2026/06/18 18:00 更新NEW!


たんすや床下など、いたるところにマネキンが横たわる

 フールズが運営するフットウェア「グラウンズ」は、東京・原宿の路面直営店「001」で体験型のイベント「グラウンズミュージアム」を開いている。「収集癖のある、架空のOLの実家」をテーマに、会場全体をインスタレーションとして構成。初めて靴以外のウェア、バッグ、アイウェア、ファッションジュエリーを購入・注文可能な商品として提案した。

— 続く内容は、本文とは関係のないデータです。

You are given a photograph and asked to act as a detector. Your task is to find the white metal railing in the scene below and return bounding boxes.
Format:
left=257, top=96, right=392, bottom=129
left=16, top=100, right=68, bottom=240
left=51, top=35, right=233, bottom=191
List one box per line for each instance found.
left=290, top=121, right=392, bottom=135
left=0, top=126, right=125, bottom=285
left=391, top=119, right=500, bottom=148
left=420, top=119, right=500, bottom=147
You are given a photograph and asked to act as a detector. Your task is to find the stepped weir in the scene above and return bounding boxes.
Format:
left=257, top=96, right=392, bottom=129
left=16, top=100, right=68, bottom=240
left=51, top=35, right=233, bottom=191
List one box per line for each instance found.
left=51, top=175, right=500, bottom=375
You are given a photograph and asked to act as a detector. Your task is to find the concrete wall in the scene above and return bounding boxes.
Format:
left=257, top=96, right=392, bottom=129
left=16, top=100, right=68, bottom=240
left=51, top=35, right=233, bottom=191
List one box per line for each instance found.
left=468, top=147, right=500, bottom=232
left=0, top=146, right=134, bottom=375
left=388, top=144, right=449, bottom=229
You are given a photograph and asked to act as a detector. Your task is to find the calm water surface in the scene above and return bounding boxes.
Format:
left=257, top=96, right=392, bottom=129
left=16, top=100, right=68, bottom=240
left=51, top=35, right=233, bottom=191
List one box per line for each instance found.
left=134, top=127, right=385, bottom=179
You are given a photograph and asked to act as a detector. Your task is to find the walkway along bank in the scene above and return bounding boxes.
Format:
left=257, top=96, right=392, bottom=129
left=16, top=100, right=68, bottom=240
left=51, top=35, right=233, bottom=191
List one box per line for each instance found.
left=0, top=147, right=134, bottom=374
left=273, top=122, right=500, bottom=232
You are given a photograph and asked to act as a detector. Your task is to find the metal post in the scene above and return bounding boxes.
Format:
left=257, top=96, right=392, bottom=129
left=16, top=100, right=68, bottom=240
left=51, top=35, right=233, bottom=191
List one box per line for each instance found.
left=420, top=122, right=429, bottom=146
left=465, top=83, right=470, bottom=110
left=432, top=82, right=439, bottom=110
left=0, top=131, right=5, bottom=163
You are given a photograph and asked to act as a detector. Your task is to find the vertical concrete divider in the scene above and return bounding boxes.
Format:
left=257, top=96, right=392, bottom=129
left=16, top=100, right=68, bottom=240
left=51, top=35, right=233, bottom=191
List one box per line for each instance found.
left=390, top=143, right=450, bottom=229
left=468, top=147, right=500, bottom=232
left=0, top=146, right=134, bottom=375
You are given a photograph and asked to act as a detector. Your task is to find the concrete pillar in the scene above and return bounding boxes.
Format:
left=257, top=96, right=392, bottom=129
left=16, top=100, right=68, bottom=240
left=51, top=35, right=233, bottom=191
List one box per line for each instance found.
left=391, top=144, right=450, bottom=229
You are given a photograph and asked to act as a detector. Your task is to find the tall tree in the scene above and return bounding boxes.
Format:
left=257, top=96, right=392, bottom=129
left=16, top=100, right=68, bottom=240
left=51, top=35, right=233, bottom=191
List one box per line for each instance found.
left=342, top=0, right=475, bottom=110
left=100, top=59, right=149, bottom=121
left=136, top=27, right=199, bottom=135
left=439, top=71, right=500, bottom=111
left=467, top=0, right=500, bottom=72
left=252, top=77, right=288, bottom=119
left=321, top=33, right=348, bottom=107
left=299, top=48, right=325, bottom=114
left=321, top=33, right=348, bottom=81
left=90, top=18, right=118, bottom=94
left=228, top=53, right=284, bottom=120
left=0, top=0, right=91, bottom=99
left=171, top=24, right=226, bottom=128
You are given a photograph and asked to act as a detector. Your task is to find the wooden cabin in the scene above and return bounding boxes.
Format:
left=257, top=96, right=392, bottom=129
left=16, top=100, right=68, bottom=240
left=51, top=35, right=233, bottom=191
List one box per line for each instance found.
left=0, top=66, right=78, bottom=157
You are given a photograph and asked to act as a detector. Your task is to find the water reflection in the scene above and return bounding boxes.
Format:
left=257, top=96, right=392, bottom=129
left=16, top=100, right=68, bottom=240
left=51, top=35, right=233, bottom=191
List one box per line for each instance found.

 001は、ごく一般的ともいえる古い木造一軒家。台所や風呂、急階段といった作りはそのままに、人が住んでいた気配やリアルな痕跡を残しながら運営している店だ。その日常的な空間をホラーの世界へと転換。「ふとした瞬間に起こった自分だけの特別な体験こそ、ラグジュアリー」として表現する。

 3月にパリで発表した26~27年秋冬とリゾートコレクション、アーカイブを交えて、身近で見覚えのある「誰か」や「何か」の記憶が憑依(ひょうい)したようなアイテムをセットした。破れていたり、黒ずんでいたり、すでに誰かが使い古したようなTシャツや靴下、トートバッグなどが並ぶ。湾曲したラペルのテーラードジャケットやシャツ、パンツは、「メイド・トゥ・メジャー」として受注販売する。

風呂場で干されている汚れたTシャツや靴下

 トータル提案はもともと構想としてあったが、監修するデザイナーの坂部三樹郎氏の「足元からファッションや人間像を作り上げる」試みとして、しばらく靴に特化していた。23年から出店やパリ・ファッションウィークに合わせた単独のショーの開催に注力していくなかで、服への問い合わせが増え、「チャレンジしようかな」と金丸拓矢社長。

 イベントは1週間の開催で、これ以降の靴以外の商品の販売は予定していない。「今後また瞬間的なイベントで届ける可能性はあるが、今回この空間を偶然体験できた人のみが手にできる」という。23日まで。